We visited the dunes along the lake before coming home today and the waves from a churning Lake Superior combined with sub zero temperatures has fuzzied the generally distinct line between land and water with a solid coating of snow and ice. The result is a beautiful and slippery concoction. So for a brief moment I stood on what is generally water (a good fifty feet from actual open water mind you) on Lake Superior. I wanted to take pictures of the mini ice chunks in the water but couldn't get close enough without making us both very nervous!It would have been silly (read stupid) to knowingly tempt fate by walking out farther than where I was.

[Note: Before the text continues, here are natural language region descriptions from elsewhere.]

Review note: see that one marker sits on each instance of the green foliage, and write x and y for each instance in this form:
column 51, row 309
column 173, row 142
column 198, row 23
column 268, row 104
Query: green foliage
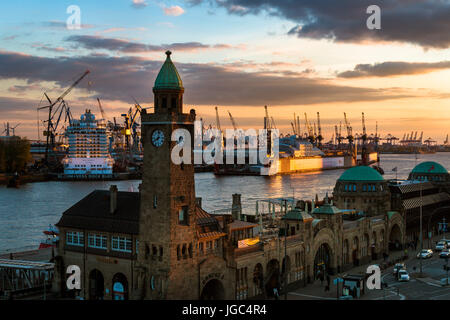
column 14, row 154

Here are the humongous rocks at the shore of Lake Superior covered in frozen lake water. A particularly big storm must have been raging for the water to splash all the way up there and cover the rocks. This picture is in front of the US Army Corps of Engineers Maritime Museum which has always been closed or too crowded on previous trips.
It was perfect timing and we finally got to see the museum. If you want to see a movie about the taconite industry circa 1980 complete with rockin' sound track I highly recommend it. Who knew iron ore pellets were so compelling?! There are highly detailed models of boats that have traveled throughout the history of the twin ports. Grain, salt, limestone, ore, and more - each has it's own dock and boat design. Steam engines, a real pilots house, and some of the best views of the harbor complete with ship manifests. Bonus, it's really warm in there too!
This last picture is of the little tug named "Bayfield" at rest in front of the Duluth lift bridge. I Couldn't post about Duluth without the bridge, and who doesn't love a tug?!